A useful corollary of the triangle inequality is a bound on the absolute value of the difference of two numbers. This is often called the reverse triangle inequality.
Corollary 5.4.7. Reverse triangle inequality.
Let \(x,y \in \mathbb{R}\) then
\begin{equation*}
|x-y| \geq \Big| |x| - |y| \Big|
\end{equation*}
Proof.
From the triangle inequality \(|x|+|y|\geq |x+y|\) we can arrive at the following two inequalities, by setting \(x=a, y=b-a\) and \(x=b, y=a-b\)
\begin{align*}
|a| + |b-a| \amp \geq |b|\\
|b| + |a-b| \amp \geq |a|
\end{align*}
Rearranging these gives
\begin{equation*}
|b-a| \geq |b|-|a|
\end{equation*}
and \(|b|-|a| \geq -|a-b|\text{,}\) which can be rewritten as
\begin{equation*}
-(|b|-|a|) \leq |b-a|
\end{equation*}
Putting these together gives
\begin{equation*}
-(|b|-|a|) \leq |b-a| \leq |b|-|a|
\end{equation*}
from which the result follows.
When we first encounter the absolute value, it is often tempting to think of it a function that “removes the minus sign”. Such thinking leads to errors. In particular, if \(x\) is a negative number then \(|x| = -x\text{,}\) and the presence of that minus sign can be very confusing.
In computing and in some applications it can be quite useful to have a “signed zero”. The interested reader should search-engine their way to more information on this topic and the related topic of the extended real number system. You have actually already seen some of the ideas when you studied limits to zero and to \(\pm \infty\) in Calculus 1.
This gives a nice counter example to the misquotation of Aristotle about sums and parts that has been worn out from (over/mis)use.

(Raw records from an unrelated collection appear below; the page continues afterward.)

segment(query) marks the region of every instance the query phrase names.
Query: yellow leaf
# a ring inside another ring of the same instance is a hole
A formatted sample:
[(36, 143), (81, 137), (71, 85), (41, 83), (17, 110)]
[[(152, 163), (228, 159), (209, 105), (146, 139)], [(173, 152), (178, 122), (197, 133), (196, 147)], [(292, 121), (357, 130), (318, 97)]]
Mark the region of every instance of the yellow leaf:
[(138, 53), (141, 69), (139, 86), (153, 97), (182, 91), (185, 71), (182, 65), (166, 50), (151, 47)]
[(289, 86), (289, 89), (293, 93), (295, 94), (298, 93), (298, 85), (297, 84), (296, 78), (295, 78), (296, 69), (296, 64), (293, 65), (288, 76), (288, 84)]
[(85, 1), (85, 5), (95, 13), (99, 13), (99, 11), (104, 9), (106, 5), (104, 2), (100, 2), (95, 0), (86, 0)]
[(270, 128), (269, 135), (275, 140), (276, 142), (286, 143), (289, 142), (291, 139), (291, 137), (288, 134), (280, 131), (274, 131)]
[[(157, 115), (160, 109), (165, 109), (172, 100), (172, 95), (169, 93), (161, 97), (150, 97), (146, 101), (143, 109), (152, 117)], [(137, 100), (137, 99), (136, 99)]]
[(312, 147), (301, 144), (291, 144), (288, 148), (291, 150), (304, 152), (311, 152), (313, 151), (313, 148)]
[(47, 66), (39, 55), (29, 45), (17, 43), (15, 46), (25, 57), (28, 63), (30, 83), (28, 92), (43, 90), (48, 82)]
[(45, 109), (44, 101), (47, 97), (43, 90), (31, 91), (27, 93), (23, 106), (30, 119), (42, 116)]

Mathematicians like results like this one. When we define a new mathematical operation or function, we want to see how it interacts with the ones we already know. When you did Calculus you saw results like this — we have just defined limits, how do limits interact with addition, multiplication and division? There are many other examples including the product rule and the quotient rule and integration by parts. We will see more examples when we get to functions in
Chapter 10.
Indeed it was likely first proved by the ancient Greeks, and appears in Book 1 of Euclid’s Elements as Proposition 20. The interested reader should search-engine their way to a discussion of Euclid’s elements — likely one of the most influential books ever written.
The pedantic reader will notice that we could have said “whether each quantity is non-negative or negative”, since we have defined the absolute value function to lump \(x=0\) together with \(x \gt 0\text{.}\) We could have split absolute value function in 3 pieces \(x \gt 0, x=0, x \lt 0\) as we did in one of the proofs earlier in the section. While this is nicely symmetric, it does make our proofs longer, since we have to consider 3 cases for each quantity.